Mike Bracken, head of the Government Digital Service, spoke about the social and political effects of a networked era on the way that the Civil Service operates. The event follows the speech given by Martin Donnelly at the Institute in June, Positive Neutrality and Trust - the policy role of a permanent civil service.
The demand for digital transformation was not a policy option, Bracken said, it was a ‘delivery crisis’.
He argued that the Civil Service needs to shift its focus from policy to delivery of services, and that digital skills, tools and people are key to making this happen. He said that the internet had fundamentally changed the structure of all organisations and industries.
Bracken said that the Civil Service had been slow to embrace and adapt these changes, because its digital services were tied into long-term ‘Big IT’ contracts. These had failed to deliver, making many civil servants wary of the promise of digital transformation.
He said that delivery – not policy – should be the fundamental organising principle of the Civil Service. The policy making process was ‘slow, inflexible, unnecessarily complicated, afraid of technology and afraid of change’. In the twenty-first century policymakers should adopt more agile working practices: fail fast, fail cheap, then put things right. This would, he argued, allow them to find out how services actually work in practice, and then rapidly iterate to fix failures. He suggested that this would bring users much closer to the policymaking process.
He said that digital skills and specialists should lead organisations, ‘Digital people… are the ones who run successful organisations now, because they’re the ones who know how to.’ Digital, he suggested, offered the opportunity to fundamentally rethink our public services and the civil service needed to employ different kinds of people: technicians; service managers; user researchers; data analysts; and leaders who use real-time performance data.
Bracken named five forces acting on government which are adding pressure to the need for digital transformation:
- financial pressures
- demand from users for digital services
- need for better digital tools inside the service
- challenge of security
- challenge of procurement.
He said that addressing these challenges should create a civil service which would be less hierarchical, more networked, more transparent, and more focussed on user-led service provision.

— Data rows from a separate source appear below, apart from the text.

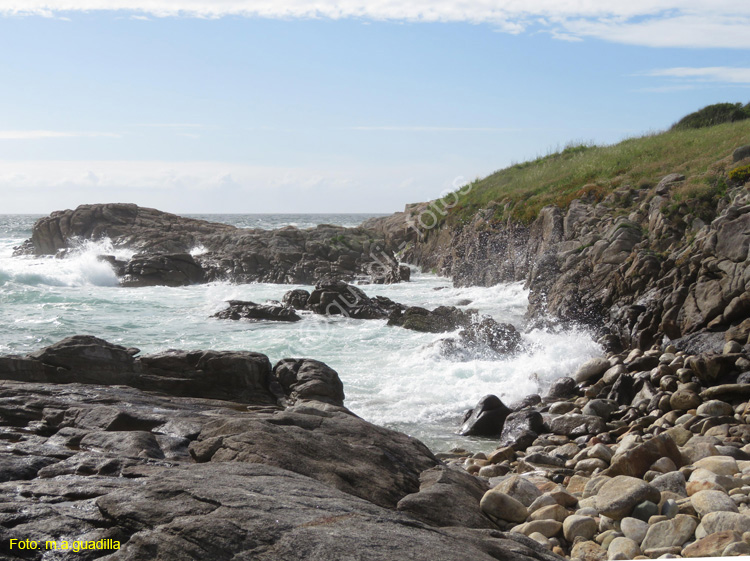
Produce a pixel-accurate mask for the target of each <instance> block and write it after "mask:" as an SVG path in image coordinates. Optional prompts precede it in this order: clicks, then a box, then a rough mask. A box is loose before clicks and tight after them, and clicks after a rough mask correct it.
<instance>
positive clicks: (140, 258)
mask: <svg viewBox="0 0 750 561" xmlns="http://www.w3.org/2000/svg"><path fill="white" fill-rule="evenodd" d="M117 273H118V276H120V277H121V278H120V284H121V285H122V286H129V287H139V286H188V285H191V284H199V283H202V282H205V279H206V275H205V273H204V271H203V269H202V268H201V266H200V265H199V264H198V263H197V262H196V261H195V259H194V258H193V256H192V255H190V254H189V253H176V254H171V255H163V254H161V255H144V254H139V255H134V256H133V258H132V259H131V260H130V261H128V263H127V264H126V265H125V266H124V267H123V268H122V269H120V270H117Z"/></svg>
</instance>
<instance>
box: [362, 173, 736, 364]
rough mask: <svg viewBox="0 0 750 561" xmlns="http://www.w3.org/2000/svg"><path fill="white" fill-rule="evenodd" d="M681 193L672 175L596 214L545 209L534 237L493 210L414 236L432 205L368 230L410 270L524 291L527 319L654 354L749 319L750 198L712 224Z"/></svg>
mask: <svg viewBox="0 0 750 561" xmlns="http://www.w3.org/2000/svg"><path fill="white" fill-rule="evenodd" d="M684 181H685V177H684V176H682V175H679V174H669V175H667V176H665V177H664V178H663V179H662V180H661V181H660V182H659V183H658V185H656V186H655V187H653V188H651V189H648V188H642V189H634V188H630V187H623V188H621V189H618V190H616V191H615V192H614V193H612V194H610V195H609V196H607V197H605V198H604V200H603V201H601V202H600V203H598V204H597V203H596V202H595V201H591V200H586V199H577V200H574V201H572V202H571V204H570V206H569V208H568V209H567V210H565V211H563V210H562V209H559V208H556V207H546V208H543V209H542V210H541V211H540V213H539V215H538V216H537V218H536V220H535V221H534V222H533V223H532V224H531V225H528V226H526V225H522V224H517V223H512V222H502V223H498V222H493V220H492V216H493V215H494V210H495V209H494V208H488V209H484V210H480V211H477V212H476V213H475V215H474V216H473V217H472V219H471V220H470V221H469V222H468V223H462V224H461V225H460V227H454V228H447V227H441V228H434V229H426V230H424V231H422V232H421V235H416V234H415V233H414V230H415V229H414V228H413V227H409V223H410V222H409V221H410V220H413V219H412V218H411V217H412V215H413V214H414V212H419V211H420V210H421V209H424V208H426V207H427V205H421V206H419V205H418V206H417V207H414V208H411V209H409V211H407V212H405V213H397V214H395V215H393V216H392V217H388V218H384V219H375V220H372V221H370V222H369V223H368V225H369V226H370V227H372V228H374V229H376V230H379V231H382V232H384V233H385V234H386V235H387V236H388V237H389V240H390V244H391V246H392V247H394V248H395V247H401V246H404V247H406V250H405V252H404V258H405V260H406V261H408V262H410V263H412V264H415V265H419V266H421V267H422V268H423V269H425V270H427V269H436V270H438V271H440V272H441V274H444V275H446V276H450V277H451V278H452V279H453V282H454V285H455V286H492V285H494V284H497V283H499V282H518V281H523V282H525V284H526V287H527V288H529V289H530V295H529V303H530V306H529V311H528V315H529V317H530V318H531V319H534V320H539V319H540V318H544V317H546V316H547V315H548V314H551V315H553V316H555V317H557V318H558V319H561V320H563V321H565V322H574V323H578V324H580V323H583V324H588V325H590V326H592V327H594V328H596V329H597V330H599V331H601V332H602V333H603V334H606V335H609V336H610V338H609V345H610V346H611V347H612V348H620V349H622V348H632V347H638V348H641V349H647V348H649V347H650V346H651V345H653V344H655V343H658V342H660V341H661V340H662V339H663V337H665V336H666V337H668V338H669V339H673V340H678V339H681V338H683V337H685V336H689V335H691V334H695V333H697V332H699V331H701V330H705V329H708V330H713V331H725V330H727V329H730V328H733V327H734V326H736V325H738V324H740V323H741V322H742V321H743V320H745V319H746V318H747V317H748V314H750V300H748V297H747V294H748V293H750V285H748V282H750V277H748V274H747V269H748V247H750V193H748V190H747V189H746V188H745V187H734V188H732V189H730V190H729V191H728V192H727V194H726V195H725V196H724V197H723V198H722V200H721V201H720V202H719V203H718V204H717V205H716V207H715V208H713V209H708V211H707V212H708V213H709V214H710V220H708V219H706V218H707V217H705V216H704V217H703V218H699V217H698V216H696V215H695V214H693V212H694V209H693V208H691V206H690V205H686V204H684V203H680V202H679V201H677V200H676V199H675V198H673V197H672V195H671V193H672V191H673V189H674V188H675V187H677V186H679V185H680V184H681V183H682V182H684ZM623 211H625V213H624V212H623ZM603 328H604V329H603ZM744 339H745V340H743V341H741V342H742V344H745V343H746V337H745V338H744ZM702 350H703V349H701V352H702Z"/></svg>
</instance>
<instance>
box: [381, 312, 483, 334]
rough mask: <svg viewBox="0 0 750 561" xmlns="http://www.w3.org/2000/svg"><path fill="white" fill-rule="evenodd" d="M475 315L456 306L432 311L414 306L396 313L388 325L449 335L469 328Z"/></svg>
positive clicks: (392, 314) (431, 332) (473, 313)
mask: <svg viewBox="0 0 750 561" xmlns="http://www.w3.org/2000/svg"><path fill="white" fill-rule="evenodd" d="M475 314H476V312H475V311H473V310H461V309H459V308H456V307H455V306H439V307H437V308H435V309H434V310H432V311H430V310H427V309H425V308H420V307H418V306H412V307H409V308H406V309H405V310H396V311H394V312H393V314H392V315H391V316H390V319H389V320H388V325H396V326H399V327H403V328H405V329H411V330H413V331H422V332H425V333H447V332H448V331H455V330H457V329H458V328H460V327H469V326H470V325H471V323H472V320H473V318H474V316H475Z"/></svg>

Bracken argued that that government was obsessed with departmentalism, which acts as a barrier to sharing. He pointed out that users do not think in terms of the departments, and gov.uk has allowed them to interact with the government which makes most sense to them. Trying to address departmentalism at an organisational level was, he conceded, harder.
Bracken also pointed out that digital inclusion strategies were now delivering, and improvement in this area was an ongoing challenge.